Swadlincote shopkeeper fined £4k for counterfeit tobacco

A SOUTH Derbyshire shopkeeper has been fined £4,000 and ordered to pay £2,737 costs for eight offences of possessing and selling counterfeit tobacco =. HK$ 81,000

Dana Hamid, 34, of Littleover, pleaded guilty to each of the offences at Derby Magistrates’ Court following a successful prosecution by Derbyshire County Council.

He admitted seven charges of the sale and possession of counterfeit tobacco under section 92 of the Trade Marks Act 1994 and one charge, under Regulation 8 of the General Product safety Regulations 2005, of possession for sale of cigarettes without the legally required in-built fire safety features.

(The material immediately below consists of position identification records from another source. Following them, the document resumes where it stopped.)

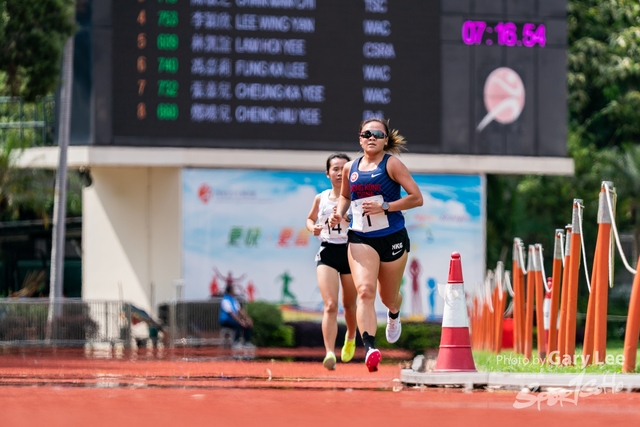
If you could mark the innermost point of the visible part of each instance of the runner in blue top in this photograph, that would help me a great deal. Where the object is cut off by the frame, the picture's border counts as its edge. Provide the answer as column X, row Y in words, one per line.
column 378, row 241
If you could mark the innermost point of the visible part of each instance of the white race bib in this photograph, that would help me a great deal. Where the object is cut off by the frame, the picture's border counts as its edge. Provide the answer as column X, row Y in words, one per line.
column 366, row 223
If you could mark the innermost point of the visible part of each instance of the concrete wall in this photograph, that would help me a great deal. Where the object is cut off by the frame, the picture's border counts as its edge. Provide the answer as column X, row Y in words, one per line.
column 131, row 234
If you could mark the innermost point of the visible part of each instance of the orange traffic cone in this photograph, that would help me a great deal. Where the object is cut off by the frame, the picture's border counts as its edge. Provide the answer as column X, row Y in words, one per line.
column 455, row 345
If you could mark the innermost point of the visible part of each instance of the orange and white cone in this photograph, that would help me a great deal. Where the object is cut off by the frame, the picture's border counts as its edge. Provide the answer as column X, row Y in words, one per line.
column 455, row 344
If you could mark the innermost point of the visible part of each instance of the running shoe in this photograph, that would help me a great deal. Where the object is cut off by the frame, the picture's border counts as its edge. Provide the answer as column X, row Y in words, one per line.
column 329, row 361
column 373, row 358
column 394, row 329
column 348, row 349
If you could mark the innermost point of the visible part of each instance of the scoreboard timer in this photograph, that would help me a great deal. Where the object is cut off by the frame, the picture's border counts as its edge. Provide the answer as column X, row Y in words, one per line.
column 302, row 74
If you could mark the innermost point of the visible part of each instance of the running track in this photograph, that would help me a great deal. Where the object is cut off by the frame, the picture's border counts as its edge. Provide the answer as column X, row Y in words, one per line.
column 205, row 389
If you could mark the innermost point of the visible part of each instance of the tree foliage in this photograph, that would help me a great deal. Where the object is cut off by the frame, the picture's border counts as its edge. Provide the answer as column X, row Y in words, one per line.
column 32, row 37
column 603, row 82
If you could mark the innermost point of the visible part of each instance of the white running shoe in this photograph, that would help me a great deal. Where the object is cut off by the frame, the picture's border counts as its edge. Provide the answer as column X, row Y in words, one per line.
column 394, row 329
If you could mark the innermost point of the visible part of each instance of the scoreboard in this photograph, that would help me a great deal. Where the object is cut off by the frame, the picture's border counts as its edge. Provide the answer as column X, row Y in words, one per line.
column 454, row 76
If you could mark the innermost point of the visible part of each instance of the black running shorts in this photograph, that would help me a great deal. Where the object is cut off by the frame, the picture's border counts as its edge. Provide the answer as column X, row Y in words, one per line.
column 335, row 256
column 389, row 248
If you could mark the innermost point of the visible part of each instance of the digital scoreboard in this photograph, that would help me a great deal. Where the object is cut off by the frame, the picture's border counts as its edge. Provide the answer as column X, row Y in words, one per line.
column 453, row 76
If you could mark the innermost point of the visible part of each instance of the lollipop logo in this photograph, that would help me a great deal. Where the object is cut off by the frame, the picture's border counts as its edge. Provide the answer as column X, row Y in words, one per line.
column 504, row 97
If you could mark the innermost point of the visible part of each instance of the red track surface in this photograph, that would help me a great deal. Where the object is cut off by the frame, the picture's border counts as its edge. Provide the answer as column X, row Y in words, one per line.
column 202, row 388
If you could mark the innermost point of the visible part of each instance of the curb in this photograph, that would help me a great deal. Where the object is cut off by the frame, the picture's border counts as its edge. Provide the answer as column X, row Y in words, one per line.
column 499, row 380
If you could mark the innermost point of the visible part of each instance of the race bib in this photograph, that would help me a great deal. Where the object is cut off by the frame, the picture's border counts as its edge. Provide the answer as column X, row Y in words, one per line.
column 366, row 223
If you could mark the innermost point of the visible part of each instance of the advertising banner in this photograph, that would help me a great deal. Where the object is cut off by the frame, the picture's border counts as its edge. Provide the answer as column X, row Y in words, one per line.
column 247, row 227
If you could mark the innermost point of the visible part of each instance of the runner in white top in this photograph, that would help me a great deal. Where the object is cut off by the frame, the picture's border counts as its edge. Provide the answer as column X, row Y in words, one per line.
column 338, row 234
column 332, row 265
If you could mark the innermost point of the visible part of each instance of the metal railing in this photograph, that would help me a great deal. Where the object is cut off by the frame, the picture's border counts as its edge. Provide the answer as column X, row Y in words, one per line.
column 23, row 322
column 192, row 323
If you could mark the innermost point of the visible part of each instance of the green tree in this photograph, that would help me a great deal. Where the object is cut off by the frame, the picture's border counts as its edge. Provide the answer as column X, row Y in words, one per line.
column 604, row 121
column 32, row 37
column 24, row 193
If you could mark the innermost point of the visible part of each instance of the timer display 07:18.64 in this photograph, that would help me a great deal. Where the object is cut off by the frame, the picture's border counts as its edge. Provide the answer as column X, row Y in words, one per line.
column 504, row 33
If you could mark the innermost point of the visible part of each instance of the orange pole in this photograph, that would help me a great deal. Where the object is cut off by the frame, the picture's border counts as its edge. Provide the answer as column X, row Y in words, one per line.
column 515, row 267
column 552, row 344
column 562, row 331
column 495, row 300
column 499, row 310
column 587, row 345
column 572, row 284
column 487, row 315
column 602, row 288
column 542, row 342
column 531, row 282
column 633, row 326
column 518, row 295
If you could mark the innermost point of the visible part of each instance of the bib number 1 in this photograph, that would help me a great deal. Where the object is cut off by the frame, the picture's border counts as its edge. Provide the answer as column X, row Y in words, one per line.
column 366, row 223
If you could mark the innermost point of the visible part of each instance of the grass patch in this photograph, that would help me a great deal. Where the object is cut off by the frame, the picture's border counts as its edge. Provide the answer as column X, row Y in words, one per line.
column 508, row 361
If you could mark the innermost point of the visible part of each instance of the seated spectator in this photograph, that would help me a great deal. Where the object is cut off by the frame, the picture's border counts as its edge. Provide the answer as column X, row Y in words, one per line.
column 234, row 317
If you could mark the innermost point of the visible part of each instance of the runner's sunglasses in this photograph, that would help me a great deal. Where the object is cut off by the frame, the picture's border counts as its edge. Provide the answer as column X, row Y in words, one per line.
column 369, row 133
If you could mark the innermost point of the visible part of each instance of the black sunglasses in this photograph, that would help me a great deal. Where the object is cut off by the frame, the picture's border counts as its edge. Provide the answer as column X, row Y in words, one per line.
column 369, row 133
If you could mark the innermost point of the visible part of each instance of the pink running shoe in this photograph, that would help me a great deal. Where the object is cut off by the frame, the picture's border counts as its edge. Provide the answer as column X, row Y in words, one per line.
column 372, row 359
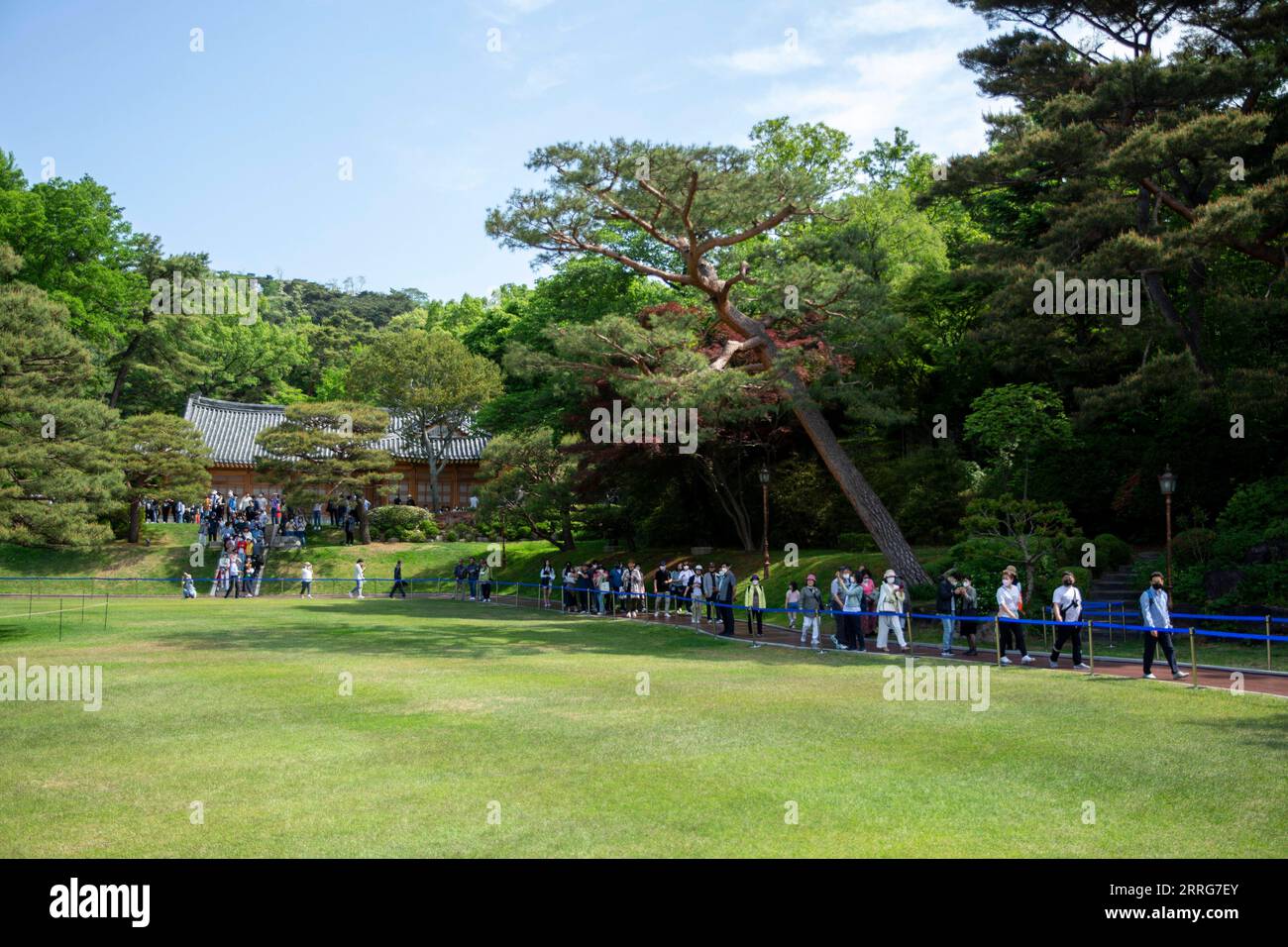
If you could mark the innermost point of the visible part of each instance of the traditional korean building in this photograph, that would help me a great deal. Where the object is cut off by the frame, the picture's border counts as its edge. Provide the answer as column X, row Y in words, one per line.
column 230, row 429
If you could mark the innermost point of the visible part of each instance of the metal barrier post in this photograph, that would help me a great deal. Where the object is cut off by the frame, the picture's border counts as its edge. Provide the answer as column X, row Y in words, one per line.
column 1267, row 643
column 1091, row 646
column 1194, row 664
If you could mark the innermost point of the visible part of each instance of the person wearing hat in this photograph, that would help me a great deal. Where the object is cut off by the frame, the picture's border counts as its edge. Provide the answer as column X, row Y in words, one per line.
column 1067, row 605
column 696, row 595
column 945, row 605
column 662, row 589
column 890, row 604
column 1009, row 607
column 851, row 603
column 811, row 603
column 755, row 602
column 1158, row 618
column 728, row 582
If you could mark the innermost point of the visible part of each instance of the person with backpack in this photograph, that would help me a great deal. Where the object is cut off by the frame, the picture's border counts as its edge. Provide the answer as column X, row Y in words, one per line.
column 696, row 595
column 754, row 599
column 1067, row 605
column 890, row 600
column 1009, row 603
column 945, row 605
column 661, row 589
column 793, row 603
column 966, row 609
column 851, row 603
column 548, row 578
column 398, row 582
column 1158, row 618
column 811, row 603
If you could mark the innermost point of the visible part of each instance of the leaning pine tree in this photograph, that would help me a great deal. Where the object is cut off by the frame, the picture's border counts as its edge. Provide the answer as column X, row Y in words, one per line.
column 681, row 214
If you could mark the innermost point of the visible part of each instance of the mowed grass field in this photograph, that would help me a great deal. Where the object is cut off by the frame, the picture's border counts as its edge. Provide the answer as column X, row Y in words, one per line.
column 462, row 710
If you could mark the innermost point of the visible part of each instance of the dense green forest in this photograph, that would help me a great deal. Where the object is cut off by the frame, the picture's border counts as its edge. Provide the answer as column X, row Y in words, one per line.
column 897, row 290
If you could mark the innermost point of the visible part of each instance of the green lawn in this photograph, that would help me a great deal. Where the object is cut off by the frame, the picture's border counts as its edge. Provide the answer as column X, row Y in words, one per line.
column 167, row 557
column 456, row 707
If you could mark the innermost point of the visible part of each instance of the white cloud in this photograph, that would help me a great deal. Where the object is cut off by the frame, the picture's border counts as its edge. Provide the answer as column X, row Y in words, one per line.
column 768, row 60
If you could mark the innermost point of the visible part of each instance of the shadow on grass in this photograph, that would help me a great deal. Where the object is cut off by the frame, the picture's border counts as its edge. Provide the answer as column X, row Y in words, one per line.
column 454, row 630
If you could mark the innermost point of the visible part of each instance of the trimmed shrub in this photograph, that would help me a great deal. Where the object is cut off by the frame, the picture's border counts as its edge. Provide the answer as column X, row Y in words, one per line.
column 395, row 523
column 1111, row 552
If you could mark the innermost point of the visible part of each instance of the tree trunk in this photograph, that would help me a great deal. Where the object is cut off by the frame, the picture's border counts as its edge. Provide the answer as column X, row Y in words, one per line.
column 876, row 518
column 729, row 501
column 136, row 505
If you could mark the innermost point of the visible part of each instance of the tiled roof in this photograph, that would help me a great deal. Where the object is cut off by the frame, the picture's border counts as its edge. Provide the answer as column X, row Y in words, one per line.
column 230, row 429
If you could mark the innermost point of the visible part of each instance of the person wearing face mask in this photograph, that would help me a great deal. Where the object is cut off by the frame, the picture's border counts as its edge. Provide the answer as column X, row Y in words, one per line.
column 1158, row 618
column 1067, row 605
column 1009, row 607
column 851, row 603
column 811, row 603
column 755, row 602
column 728, row 581
column 890, row 598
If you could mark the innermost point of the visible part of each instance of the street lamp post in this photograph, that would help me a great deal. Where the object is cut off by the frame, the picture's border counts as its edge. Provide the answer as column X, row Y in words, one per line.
column 1167, row 484
column 764, row 496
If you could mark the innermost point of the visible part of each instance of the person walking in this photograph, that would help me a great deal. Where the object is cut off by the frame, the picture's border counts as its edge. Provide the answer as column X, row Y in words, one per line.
column 851, row 603
column 398, row 582
column 811, row 603
column 548, row 578
column 967, row 609
column 945, row 605
column 1009, row 607
column 728, row 583
column 890, row 599
column 1067, row 605
column 754, row 599
column 696, row 595
column 793, row 603
column 1158, row 618
column 233, row 578
column 661, row 589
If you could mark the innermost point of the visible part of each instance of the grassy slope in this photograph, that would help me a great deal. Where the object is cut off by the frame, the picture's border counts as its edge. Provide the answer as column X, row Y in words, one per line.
column 167, row 558
column 459, row 705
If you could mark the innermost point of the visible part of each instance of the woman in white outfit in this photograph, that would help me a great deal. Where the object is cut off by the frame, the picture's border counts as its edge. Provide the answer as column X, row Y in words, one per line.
column 890, row 599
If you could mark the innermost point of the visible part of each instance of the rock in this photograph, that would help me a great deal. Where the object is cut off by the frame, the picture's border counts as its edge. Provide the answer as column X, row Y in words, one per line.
column 1220, row 582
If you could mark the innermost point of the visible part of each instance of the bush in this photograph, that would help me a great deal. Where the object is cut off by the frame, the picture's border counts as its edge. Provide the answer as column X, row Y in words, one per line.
column 395, row 523
column 1111, row 552
column 1193, row 547
column 855, row 543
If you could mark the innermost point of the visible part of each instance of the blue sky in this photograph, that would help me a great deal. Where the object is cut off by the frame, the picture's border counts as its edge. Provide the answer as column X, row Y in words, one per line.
column 237, row 150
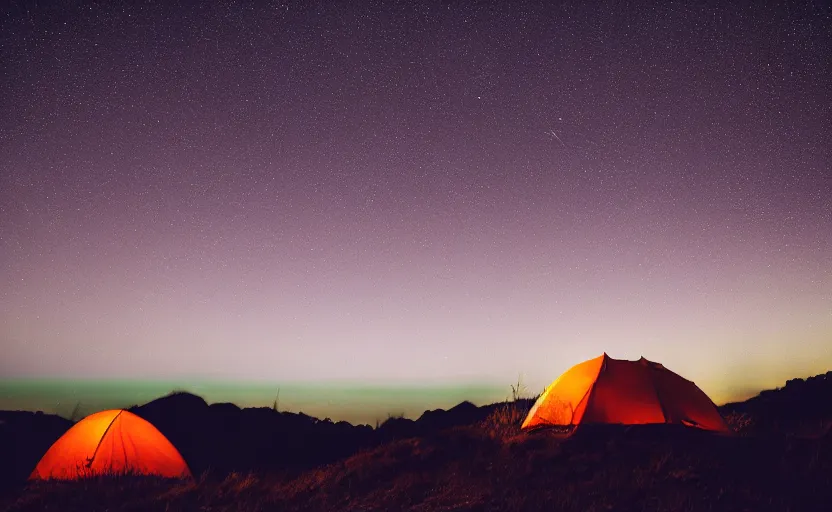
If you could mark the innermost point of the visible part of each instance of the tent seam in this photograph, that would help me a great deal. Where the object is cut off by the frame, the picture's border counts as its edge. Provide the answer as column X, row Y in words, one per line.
column 92, row 459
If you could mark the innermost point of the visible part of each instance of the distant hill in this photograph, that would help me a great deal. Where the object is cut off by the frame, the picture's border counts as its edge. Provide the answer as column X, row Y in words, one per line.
column 802, row 406
column 223, row 437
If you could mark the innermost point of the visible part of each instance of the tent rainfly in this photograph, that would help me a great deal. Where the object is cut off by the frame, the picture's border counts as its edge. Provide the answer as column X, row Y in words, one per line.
column 615, row 391
column 111, row 442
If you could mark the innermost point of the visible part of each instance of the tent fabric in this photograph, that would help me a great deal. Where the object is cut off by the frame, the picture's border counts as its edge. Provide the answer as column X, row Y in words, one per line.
column 111, row 442
column 616, row 391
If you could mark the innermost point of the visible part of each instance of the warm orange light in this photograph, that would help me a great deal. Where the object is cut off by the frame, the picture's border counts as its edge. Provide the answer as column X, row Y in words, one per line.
column 111, row 442
column 606, row 390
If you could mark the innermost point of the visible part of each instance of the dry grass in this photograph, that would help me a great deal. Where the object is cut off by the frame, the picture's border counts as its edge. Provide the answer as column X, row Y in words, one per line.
column 469, row 468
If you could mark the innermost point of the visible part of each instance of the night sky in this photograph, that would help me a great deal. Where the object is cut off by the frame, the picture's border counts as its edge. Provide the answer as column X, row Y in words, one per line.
column 410, row 193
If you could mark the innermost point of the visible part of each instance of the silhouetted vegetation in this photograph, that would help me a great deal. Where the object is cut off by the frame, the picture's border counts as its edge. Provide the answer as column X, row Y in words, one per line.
column 465, row 458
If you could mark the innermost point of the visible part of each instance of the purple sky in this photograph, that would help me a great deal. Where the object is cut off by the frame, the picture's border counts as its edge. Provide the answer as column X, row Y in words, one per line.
column 379, row 192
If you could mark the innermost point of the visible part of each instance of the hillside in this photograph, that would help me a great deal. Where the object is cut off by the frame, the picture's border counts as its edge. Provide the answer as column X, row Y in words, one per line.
column 466, row 458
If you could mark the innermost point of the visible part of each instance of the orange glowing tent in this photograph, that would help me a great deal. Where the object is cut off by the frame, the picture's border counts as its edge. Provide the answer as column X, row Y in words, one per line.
column 111, row 442
column 616, row 391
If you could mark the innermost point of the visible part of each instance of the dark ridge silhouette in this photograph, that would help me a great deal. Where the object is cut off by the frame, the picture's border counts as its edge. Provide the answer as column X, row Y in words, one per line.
column 24, row 438
column 801, row 407
column 223, row 438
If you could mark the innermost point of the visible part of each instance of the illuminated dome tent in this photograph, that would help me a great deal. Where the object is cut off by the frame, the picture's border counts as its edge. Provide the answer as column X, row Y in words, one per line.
column 111, row 442
column 615, row 391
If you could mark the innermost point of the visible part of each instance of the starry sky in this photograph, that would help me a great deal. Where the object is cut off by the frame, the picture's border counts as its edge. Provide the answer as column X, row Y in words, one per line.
column 403, row 193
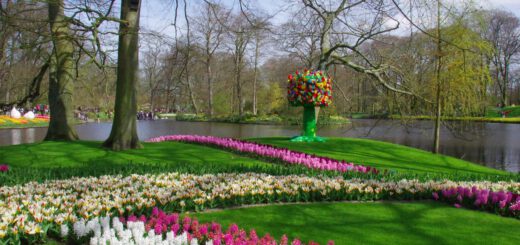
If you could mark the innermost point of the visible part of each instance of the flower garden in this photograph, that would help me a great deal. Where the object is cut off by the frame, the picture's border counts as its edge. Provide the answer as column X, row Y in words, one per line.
column 9, row 122
column 142, row 206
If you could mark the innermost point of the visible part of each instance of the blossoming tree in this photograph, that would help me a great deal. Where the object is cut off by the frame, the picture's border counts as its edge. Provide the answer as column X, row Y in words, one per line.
column 312, row 90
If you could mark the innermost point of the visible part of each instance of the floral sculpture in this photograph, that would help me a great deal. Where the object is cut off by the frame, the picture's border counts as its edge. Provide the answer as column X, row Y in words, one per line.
column 312, row 90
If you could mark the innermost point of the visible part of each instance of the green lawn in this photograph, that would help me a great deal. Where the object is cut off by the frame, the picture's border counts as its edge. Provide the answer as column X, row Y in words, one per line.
column 59, row 160
column 382, row 155
column 373, row 223
column 79, row 153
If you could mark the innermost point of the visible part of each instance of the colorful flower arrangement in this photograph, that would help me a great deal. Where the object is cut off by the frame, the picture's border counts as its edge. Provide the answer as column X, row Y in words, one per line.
column 163, row 228
column 309, row 88
column 504, row 202
column 267, row 151
column 33, row 209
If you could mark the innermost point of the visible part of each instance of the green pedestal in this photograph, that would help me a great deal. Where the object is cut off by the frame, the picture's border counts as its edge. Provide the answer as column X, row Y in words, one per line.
column 309, row 126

The offences took place at ‘The Sweet Shop’, in Church Street, Swadlincote, where Hamid had taken over the tenancy in November 2013.

Trading standards officers seized 8,640 cigarettes and 11.3kg of hand-rolling tobacco. The fake cigarettes were being sold for around £3.50 a pack and the pouches at around £10 which would have totaled an illicit retail value of almost £4,000.

Hamid was fined £500 for each of the eight offences, ordered to pay costs of £2,687 and a victim surcharge of £50.

Councillor Dave Allen said: “This is yet another successful court case which highlights our clear message to traders who sell illegal tobacco that we will not tolerate it.”